En dépit de tous ses plans, de toutes ses ruses et même avec du sang sur les mains, Hasimir Fenring pouvait être tellement merveilleux que Margot regrettait son absence. Il était parti en compagnie du Baron Vladimir Harkonnen dans le désert profond pour aller inspecter plusieurs sites de moissonnage après avoir reçu un message comminatoire de Shaddam concernant une chute du taux de production.
Pour parvenir à ses vues, son époux, avec une détermination glacée, avait commis de nombreuses atrocités au nom de l’Empereur, et elle le soupçonnait d’avoir joué un rôle dans la mort mystérieuse d’Elrood IX. Mais son éducation Bene Gesserit lui avait appris à jauger les résultats et les conséquences. Hasimir Fenring savait obtenir ce qu’il voulait, et pour cela Margot l’aimait.
Et pour cela aussi, elle soupirait chaque fois qu’elle entrait dans la somptueuse serre que son époux avait fait construire pour elle. Elle posa la paume de sa main sur le lecteur de la serrure. Elle portait une tenue d’intérieur pratique, mais soyeuse et rayonnante, qui changeait de couleur au fil des heures. En franchissant l’arche de mosaïque pour pénétrer dans la salle verte, elle inspira avec ravissement l’air humide et aromatique. La musique s’était déclenchée automatiquement : des accords de piano et de balisette apaisants.

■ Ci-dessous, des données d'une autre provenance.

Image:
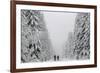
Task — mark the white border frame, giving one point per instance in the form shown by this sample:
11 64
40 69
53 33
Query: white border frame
49 64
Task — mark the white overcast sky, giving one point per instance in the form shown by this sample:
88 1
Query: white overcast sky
59 24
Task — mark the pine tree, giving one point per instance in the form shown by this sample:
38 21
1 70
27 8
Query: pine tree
35 43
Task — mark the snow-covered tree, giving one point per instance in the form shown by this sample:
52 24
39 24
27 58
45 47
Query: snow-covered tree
82 36
35 43
78 43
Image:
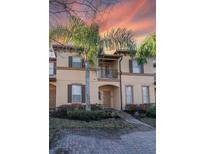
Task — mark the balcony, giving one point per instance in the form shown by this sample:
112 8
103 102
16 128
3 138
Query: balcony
107 73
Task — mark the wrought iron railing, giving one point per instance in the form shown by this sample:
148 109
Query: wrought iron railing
107 73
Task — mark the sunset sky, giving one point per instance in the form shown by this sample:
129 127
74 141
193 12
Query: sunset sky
136 15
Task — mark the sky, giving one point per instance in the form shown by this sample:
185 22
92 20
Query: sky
136 15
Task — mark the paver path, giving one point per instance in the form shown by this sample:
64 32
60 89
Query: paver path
127 117
109 141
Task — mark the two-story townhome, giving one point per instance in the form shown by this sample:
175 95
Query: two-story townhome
116 81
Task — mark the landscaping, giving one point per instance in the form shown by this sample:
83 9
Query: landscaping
144 113
75 116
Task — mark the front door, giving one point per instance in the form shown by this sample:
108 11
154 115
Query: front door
106 99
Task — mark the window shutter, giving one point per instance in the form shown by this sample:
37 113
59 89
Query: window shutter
69 93
83 93
142 68
83 63
54 68
70 60
130 66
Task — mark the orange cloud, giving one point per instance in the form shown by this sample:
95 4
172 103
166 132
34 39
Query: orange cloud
123 15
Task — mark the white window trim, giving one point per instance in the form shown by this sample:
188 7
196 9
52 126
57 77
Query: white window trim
53 65
143 94
132 97
77 62
138 66
77 94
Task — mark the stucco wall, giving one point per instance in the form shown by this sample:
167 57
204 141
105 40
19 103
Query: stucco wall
137 82
148 67
69 76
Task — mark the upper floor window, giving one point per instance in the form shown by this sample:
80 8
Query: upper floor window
51 68
129 94
76 62
76 93
145 94
136 68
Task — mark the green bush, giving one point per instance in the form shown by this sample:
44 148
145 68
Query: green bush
90 115
151 112
131 108
96 107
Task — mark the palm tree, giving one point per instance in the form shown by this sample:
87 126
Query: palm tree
87 39
120 38
84 37
147 49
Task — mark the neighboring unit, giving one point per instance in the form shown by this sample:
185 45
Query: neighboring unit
116 81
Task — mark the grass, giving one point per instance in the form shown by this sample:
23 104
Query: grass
56 125
150 121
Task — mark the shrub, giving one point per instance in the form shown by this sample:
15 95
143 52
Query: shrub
151 112
73 106
90 115
131 108
96 107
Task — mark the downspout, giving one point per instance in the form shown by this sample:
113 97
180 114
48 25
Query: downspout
120 81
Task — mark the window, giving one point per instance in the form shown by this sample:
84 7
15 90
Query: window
129 96
137 68
76 62
51 68
76 93
145 94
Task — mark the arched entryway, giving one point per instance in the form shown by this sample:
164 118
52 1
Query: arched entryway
52 96
109 96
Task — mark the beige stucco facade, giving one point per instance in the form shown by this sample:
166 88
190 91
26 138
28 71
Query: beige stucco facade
111 87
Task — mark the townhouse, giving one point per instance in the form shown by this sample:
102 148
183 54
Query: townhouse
116 81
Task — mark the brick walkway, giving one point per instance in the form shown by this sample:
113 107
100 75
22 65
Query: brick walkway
112 141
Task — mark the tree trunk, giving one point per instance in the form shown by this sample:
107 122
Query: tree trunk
87 87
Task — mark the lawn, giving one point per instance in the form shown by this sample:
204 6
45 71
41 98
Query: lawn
57 124
150 121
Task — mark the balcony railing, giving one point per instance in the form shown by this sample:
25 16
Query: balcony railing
107 73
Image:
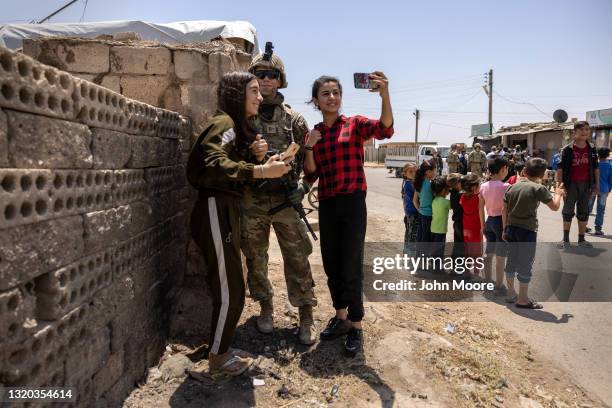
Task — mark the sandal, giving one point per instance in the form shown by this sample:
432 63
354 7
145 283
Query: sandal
531 305
233 367
512 299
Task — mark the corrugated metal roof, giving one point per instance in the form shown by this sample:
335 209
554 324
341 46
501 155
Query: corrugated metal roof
526 128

Les murs irradiaient la lumière dorée de cette fin d’après-midi : les panneaux filtrants transformaient la lumière blanche du soleil d’Arrakis en celle, plus colorée et douce, des panoramas de Kaitain. De grandes feuilles charnues flottaient doucement dans le courant d’air, pareilles à des drapeaux. En quatre ans, les plantes de tous les mondes s’étaient développées bien au-delà de ses espérances.
La serre était son domaine privé mais elle était aussi un gaspillage éhonté sur un monde où chaque goutte d’eau comptait, où des marchands en costume bigarré parcouraient la cité en agitant leurs clochettes et en criant Soo-Soo Sook ! pour vendre une fortune une unique gorgée. Mais ainsi que le disait souvent son époux, le ministre impérial de l’épice pouvait s’offrir ce luxe.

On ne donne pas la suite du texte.